Hilda Andrea Davis (May 24, 1905 – October 6, 2001) was an American educator, college administrator, and mental health professional.

== Early life ==
Davis was born in Washington, D.C., the daughter of Louis Alexander Davis and Ruth G. Cooke Davis. She graduated from Dunbar High School in 1921. She graduated from Howard University in 1925. She earned a master's degree in English literature at Radcliffe College in 1932, and completed doctoral studies in human development at the University of Chicago in 1953.

At Howard, she was president of the Alpha chapter of Delta Sigma Theta.

== Career ==
Davis taught English and Latin at Palmer Memorial Institute in Sedalia, North Carolina from 1925 to 1932. She was a professor and dean of women at Shaw University in Raleigh from 1932 to 1936. In 1936, she became dean of women and professor of English at Talladega College in Alabama, where she stayed on the faculty until 1952. Later in life, she was on the staff at the University of Delaware, where she was associate director of the Writing Center from 1965 to 1970 and where she was the first Black woman to be a full-time faculty member, and a professor of English at Wilmington College, from 1970 to 1977. She was the second president of the Association of Deans of Women and Advisors to Girls in Negro Schools, and served two terms as president of the National Association of College Women. She was one of the first active Black members of the American Association of University Women (AAUW).

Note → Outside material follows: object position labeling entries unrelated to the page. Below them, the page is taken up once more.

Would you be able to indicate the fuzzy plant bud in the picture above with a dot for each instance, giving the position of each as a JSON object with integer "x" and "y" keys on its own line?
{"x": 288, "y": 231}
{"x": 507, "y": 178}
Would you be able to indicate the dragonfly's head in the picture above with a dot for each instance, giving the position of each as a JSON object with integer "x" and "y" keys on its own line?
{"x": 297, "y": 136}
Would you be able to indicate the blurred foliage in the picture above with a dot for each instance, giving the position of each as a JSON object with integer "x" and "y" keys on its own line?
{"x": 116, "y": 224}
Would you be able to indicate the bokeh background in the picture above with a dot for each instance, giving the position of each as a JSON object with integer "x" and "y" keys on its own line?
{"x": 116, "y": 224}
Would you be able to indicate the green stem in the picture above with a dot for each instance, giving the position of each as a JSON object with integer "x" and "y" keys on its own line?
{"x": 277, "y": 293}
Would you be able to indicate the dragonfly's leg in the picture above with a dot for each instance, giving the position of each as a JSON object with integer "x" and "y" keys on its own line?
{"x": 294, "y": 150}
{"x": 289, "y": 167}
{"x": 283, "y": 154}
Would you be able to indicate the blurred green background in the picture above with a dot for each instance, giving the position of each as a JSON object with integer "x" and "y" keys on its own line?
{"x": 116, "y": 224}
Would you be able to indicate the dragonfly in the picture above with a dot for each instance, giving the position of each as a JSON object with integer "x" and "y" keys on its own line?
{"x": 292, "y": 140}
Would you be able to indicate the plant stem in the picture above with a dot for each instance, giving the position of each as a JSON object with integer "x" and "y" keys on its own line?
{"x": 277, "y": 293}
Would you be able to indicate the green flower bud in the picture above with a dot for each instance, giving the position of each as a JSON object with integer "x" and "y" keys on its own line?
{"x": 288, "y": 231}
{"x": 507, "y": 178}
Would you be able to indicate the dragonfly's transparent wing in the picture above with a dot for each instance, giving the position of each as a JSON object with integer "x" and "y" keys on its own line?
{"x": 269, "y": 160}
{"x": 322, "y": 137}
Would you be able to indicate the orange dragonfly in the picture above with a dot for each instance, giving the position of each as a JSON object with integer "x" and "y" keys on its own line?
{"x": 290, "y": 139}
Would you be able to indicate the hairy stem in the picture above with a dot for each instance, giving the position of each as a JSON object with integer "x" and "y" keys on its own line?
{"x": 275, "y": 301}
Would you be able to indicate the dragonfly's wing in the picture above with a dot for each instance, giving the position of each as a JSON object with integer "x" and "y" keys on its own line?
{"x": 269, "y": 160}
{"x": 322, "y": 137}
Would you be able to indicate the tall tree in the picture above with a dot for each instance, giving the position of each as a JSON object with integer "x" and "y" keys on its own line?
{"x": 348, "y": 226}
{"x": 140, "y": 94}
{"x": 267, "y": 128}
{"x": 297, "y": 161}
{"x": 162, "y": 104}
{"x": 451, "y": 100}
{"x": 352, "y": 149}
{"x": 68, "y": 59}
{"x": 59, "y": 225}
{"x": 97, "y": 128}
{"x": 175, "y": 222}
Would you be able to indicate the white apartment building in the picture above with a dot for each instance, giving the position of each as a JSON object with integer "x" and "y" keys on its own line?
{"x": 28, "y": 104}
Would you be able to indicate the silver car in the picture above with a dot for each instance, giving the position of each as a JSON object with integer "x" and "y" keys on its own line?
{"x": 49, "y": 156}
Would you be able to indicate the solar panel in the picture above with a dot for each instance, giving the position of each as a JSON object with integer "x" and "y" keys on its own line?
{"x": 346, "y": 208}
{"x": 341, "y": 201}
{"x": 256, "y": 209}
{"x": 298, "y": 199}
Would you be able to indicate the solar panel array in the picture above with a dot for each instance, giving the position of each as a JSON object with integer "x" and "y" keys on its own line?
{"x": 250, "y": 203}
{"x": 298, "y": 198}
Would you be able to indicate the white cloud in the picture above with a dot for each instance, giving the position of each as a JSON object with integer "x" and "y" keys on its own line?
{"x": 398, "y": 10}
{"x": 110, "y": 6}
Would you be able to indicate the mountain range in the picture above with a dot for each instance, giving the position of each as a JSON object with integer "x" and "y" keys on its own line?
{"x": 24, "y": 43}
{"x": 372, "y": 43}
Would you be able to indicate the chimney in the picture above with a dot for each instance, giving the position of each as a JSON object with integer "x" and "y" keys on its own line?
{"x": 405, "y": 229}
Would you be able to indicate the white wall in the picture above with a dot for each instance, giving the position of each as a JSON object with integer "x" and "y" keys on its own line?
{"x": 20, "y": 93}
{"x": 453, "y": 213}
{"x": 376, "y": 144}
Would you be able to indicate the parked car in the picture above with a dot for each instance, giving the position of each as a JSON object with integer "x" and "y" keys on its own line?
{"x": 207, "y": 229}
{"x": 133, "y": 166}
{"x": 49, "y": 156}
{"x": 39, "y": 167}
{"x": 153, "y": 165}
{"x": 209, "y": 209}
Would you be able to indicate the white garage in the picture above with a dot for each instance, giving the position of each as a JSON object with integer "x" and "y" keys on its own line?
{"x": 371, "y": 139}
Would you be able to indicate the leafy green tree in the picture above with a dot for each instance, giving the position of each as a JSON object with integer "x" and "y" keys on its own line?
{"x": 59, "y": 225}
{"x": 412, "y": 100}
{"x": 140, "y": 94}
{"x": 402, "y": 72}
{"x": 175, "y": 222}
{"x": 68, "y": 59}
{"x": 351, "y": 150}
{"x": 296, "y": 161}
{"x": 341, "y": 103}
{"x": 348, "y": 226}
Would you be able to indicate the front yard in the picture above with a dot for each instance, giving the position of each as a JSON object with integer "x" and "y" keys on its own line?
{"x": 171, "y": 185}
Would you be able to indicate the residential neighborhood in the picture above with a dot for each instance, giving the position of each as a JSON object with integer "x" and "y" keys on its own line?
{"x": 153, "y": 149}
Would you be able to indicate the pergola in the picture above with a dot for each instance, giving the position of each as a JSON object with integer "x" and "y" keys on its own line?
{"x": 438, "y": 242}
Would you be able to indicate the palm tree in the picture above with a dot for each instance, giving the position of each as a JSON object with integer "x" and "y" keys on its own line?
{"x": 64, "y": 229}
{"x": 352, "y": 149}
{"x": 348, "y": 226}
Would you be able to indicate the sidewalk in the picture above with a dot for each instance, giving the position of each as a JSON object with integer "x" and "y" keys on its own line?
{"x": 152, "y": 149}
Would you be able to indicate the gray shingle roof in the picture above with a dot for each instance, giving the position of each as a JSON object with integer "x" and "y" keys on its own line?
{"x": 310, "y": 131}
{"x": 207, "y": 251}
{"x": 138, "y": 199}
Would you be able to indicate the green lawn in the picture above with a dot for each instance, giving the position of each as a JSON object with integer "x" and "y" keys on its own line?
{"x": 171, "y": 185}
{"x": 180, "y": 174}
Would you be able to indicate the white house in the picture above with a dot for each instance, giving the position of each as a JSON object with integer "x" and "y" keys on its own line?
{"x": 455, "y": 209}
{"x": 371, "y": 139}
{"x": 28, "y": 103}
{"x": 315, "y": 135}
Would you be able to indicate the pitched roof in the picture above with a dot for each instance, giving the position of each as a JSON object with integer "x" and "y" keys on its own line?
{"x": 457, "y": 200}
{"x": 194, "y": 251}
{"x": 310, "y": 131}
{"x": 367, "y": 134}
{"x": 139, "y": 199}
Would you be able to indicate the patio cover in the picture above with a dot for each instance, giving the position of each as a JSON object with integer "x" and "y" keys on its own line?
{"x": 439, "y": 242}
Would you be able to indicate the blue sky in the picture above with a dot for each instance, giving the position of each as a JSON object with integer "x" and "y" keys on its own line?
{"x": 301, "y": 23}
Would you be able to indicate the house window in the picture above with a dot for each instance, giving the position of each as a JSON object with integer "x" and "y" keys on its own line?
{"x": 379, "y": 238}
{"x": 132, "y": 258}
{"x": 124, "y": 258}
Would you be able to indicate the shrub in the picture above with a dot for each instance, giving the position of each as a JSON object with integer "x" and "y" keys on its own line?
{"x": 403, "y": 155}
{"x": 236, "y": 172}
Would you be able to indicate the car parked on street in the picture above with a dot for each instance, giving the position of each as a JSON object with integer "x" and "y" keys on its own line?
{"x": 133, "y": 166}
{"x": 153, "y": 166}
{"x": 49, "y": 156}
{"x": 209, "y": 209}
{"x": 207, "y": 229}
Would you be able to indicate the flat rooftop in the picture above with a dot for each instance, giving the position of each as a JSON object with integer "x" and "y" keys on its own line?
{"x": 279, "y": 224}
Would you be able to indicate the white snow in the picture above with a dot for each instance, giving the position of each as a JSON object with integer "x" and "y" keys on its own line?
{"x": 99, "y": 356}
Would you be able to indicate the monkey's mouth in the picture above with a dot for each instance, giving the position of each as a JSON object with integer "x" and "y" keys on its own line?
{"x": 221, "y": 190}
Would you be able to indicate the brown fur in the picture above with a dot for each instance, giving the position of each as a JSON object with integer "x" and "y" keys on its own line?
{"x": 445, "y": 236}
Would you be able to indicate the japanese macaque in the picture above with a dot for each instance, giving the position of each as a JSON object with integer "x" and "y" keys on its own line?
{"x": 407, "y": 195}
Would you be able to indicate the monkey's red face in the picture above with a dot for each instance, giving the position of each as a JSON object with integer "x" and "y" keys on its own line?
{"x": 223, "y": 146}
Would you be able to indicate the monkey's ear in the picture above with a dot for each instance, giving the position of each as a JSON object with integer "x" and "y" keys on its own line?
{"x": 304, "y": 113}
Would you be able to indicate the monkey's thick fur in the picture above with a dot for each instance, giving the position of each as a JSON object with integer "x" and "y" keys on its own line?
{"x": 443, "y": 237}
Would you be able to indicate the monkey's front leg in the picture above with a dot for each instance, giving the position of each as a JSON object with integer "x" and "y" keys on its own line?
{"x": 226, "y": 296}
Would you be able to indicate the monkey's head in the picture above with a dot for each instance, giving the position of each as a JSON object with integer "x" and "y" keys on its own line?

Beyond academic work, Davis was head of research at Governor Bacon Health Center in Delaware from 1954. She taught community courses, including "You and Your Teen-Ager". She worked as chief of medical records at Delaware State Hospital from 1961 to 1968, and served on the President's Commission to Study the Needs of Black Women during the Johnson administration, and the President's Commission on Elementary and Secondary School Finance during the Nixon administration.

Davis was active in many community organizations, including the YWCA and the League of Women Voters, and in church activities. She was the first woman to serve as senior warden in the Episcopal Diocese of Delaware.

== Awards ==
Davis was inducted into the Delaware Women's Hall of Fame in 1986, and recognized with the University of Delaware Medal of Distinction in 1987. She was awarded an honorary doctorate by Trinity Washington University in 1989.

== Personal life ==
Davis enjoyed traveling, and mentioned in a 1977 newspaper profile that she had visited all fifty United States, with further trips to the Caribbean, the United Kingdom, Europe, and the Middle East. In 1976. she went to Italy to study Renaissance art. She died from pneumonia in 2001, aged 96 years, in Newark, Delaware. A women's residence operated by the YWCA of New Castle County is named in her honor.